Re: Iris setosa (response)
- To: Multiple recipients of list <i*@rt66.com>
- Subject: Re: Iris setosa (response)
- From: D* L* <g*@rogerswave.ca>
- Date: Wed, 17 Dec 1997 12:38:04 -0700 (MST)
On Wed, 17 Dec 1997, Bill Shear wrote:
> One of the things
> >that bothers me about the occurence of I hookeri (= setosa var
> >canadensis) on the east coast of N America is how did it get there
> >from the west coast? Did it originally occur on the entire north
> >coast of an earlier N American continent and spread down the east
> >coast to Maine and the Canadian maritime Provinces? I would really
> >like to know. Anybody have enough geology to offer clues?
>
> The standard idea is that I. setosa was widespread in both NE Asia and
> across North America at various times during the glacial period. Glacial
> advance would have separated western and eastern populations, which then
> evolved enough differences to become separate species (Note that an animal
> taxonomist would not consider setosa and hookeri separate species if they
> could freely interbreed, but plant taxonomists use different criteria). If
> the separation occurred during the last glacial maximum, then hookeri as a
> species may only be a few tens of thousands of years old.

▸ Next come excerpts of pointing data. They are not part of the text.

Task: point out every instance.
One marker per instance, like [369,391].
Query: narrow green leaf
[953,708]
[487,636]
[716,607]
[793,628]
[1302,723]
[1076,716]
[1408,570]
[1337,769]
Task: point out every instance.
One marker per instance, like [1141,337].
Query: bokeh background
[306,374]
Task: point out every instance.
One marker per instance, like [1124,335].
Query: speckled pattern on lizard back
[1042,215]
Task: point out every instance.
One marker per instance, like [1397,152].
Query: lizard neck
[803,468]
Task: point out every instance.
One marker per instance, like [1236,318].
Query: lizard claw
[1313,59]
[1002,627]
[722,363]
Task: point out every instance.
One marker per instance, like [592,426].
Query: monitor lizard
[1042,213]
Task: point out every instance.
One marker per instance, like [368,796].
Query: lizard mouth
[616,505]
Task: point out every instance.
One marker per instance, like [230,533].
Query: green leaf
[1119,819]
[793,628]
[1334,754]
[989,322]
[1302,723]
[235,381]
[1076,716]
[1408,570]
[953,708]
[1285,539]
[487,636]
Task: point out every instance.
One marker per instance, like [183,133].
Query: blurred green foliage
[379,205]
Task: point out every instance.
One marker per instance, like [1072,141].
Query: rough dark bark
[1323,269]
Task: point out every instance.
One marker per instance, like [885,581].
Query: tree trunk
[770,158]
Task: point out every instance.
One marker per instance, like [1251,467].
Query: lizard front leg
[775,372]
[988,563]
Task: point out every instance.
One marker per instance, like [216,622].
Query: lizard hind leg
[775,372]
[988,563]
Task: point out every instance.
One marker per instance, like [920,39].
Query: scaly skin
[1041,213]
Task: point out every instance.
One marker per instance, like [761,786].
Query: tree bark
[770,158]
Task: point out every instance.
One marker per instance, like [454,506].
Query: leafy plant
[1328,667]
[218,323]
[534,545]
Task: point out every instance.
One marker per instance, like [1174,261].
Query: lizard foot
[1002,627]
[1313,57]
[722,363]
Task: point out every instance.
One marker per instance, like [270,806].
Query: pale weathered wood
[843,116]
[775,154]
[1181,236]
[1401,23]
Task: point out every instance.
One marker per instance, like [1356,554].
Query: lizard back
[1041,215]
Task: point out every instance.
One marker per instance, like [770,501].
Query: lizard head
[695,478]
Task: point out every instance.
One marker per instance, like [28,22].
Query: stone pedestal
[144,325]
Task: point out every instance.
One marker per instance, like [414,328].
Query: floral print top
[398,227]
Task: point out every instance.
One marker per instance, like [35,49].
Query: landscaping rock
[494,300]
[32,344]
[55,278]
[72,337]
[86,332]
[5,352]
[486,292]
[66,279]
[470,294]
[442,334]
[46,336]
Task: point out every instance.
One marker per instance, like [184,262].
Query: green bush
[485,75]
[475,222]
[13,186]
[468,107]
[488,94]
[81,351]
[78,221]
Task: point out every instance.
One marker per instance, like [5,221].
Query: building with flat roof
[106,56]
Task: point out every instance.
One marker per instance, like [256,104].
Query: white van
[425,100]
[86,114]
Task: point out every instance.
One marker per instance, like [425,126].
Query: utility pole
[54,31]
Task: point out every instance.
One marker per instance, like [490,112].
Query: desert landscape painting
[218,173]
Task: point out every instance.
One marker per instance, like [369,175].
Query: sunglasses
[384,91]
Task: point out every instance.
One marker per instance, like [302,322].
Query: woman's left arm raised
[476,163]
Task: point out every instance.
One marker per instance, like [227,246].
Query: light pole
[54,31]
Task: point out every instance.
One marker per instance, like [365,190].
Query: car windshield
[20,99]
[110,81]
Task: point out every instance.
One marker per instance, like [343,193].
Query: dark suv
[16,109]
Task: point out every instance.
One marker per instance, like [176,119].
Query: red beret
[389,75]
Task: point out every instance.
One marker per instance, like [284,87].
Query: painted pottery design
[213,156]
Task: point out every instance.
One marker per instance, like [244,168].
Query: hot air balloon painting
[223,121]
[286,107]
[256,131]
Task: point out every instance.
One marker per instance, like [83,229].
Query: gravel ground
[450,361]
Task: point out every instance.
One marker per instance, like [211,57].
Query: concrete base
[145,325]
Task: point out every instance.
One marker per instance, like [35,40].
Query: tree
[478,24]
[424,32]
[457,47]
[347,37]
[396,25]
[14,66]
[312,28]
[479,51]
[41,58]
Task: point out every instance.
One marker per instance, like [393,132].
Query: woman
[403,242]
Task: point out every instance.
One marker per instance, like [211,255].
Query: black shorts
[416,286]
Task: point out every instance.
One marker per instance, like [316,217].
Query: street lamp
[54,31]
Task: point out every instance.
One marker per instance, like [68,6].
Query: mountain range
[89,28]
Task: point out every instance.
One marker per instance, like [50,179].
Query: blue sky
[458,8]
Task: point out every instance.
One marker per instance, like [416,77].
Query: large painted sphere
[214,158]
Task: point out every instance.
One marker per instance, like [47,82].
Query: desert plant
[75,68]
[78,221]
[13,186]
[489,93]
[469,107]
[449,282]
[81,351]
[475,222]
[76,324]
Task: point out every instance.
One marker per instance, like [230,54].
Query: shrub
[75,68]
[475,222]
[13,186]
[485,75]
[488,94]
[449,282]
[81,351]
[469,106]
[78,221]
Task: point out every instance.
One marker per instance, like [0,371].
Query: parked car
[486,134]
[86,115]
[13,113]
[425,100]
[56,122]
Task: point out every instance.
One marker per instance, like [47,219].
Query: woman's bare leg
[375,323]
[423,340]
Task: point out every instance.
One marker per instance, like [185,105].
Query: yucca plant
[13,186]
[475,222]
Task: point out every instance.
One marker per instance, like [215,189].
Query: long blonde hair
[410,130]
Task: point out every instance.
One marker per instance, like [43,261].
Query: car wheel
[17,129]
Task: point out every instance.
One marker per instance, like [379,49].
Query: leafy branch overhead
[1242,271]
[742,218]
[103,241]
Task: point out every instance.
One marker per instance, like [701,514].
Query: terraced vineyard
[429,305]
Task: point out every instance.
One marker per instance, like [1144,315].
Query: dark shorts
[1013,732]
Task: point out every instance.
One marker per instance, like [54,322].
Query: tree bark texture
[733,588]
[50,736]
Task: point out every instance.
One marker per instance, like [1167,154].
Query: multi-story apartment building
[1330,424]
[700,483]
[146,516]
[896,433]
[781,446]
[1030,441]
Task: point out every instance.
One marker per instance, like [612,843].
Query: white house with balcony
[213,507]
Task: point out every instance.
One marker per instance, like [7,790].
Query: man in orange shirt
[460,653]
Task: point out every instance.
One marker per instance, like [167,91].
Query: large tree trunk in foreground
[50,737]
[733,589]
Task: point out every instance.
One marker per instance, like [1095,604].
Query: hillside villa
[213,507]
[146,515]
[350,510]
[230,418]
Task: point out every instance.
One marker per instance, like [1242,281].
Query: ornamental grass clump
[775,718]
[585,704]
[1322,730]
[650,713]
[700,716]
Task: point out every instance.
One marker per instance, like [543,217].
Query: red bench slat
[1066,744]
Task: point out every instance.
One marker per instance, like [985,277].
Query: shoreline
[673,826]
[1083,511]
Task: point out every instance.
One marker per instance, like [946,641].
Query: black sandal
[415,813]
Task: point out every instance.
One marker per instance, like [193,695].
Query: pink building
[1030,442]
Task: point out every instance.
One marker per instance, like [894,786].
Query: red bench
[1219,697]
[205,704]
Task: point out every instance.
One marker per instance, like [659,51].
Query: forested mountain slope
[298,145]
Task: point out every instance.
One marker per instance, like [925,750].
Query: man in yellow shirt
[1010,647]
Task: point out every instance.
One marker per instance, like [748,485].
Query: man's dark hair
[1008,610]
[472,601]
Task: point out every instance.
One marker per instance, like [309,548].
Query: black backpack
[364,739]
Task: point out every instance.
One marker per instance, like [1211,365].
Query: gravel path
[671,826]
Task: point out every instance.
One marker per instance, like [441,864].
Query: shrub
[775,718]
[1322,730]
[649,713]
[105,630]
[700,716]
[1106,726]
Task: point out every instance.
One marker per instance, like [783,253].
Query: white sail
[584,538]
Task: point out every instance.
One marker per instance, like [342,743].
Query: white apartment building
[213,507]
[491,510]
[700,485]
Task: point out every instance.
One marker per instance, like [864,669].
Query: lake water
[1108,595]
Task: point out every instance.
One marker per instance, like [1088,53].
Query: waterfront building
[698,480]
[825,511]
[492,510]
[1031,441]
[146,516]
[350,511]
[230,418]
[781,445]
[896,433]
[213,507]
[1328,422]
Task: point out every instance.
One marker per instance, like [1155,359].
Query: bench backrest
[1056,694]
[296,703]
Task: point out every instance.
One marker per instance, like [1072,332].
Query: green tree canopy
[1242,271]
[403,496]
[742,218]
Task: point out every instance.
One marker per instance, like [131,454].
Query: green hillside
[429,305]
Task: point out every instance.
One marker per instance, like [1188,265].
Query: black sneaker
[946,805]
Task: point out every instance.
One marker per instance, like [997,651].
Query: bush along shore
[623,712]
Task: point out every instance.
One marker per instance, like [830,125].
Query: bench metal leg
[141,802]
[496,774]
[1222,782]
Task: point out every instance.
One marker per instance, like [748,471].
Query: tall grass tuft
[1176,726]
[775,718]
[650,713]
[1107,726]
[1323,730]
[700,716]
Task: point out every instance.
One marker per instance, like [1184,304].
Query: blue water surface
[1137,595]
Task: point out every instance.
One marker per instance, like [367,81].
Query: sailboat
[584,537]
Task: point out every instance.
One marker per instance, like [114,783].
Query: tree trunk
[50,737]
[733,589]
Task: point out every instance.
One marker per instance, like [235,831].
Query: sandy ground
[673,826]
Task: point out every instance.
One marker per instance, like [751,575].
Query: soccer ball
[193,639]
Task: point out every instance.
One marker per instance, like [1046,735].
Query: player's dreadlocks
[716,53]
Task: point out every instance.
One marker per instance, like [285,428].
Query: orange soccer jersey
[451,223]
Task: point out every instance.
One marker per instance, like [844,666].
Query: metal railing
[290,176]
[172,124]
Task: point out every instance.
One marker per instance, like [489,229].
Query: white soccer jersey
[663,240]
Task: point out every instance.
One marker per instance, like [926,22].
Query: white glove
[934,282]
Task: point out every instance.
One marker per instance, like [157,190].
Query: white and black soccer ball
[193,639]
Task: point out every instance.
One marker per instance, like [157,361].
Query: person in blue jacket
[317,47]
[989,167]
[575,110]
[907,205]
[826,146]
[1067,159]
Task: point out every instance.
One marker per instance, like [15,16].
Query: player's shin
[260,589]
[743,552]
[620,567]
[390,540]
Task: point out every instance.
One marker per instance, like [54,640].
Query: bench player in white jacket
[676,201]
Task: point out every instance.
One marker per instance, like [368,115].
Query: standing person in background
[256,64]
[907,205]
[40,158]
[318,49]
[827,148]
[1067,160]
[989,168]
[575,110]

OK relative to that idea, do you think that I setosa would exist in
west Greenland or inFrobisher Bay or down the east coast of Quebec
and Labrador or Newfoundland?
> Where is I. tridentata in all this? Supposedly it cannot be crossed with
> setosa or hookeri, but is included in the same series or subseries. I have
> plants of this species in my garden but they are poor "doers" and have
> never bloomed.
I know you should not answer a question with another one, but how
does this species grow a bit further north?
It is found in N. Car., S. CAr., Ga. and Fla., separated by
> a definite gap from hookeri. Did the Japanese botanists who studied the
> problem of hookeri include tridentata in their work?
>
> Bill Shear
> Department of Biology
> Hampden-Sydney College
> Hampden-Sydney VA 23943
> (804)223-6172
> FAX (804)223-6374
> email<bills@hsc.edu>
>
>
>
>
Diana Louis <dlouis@dynamicro.on.ca> <- private email address
Zone 4 Newmarket, Ontario, Canada
AIS, CIS, SIGNA, IRIS-L, Canadian Wildflower Soc.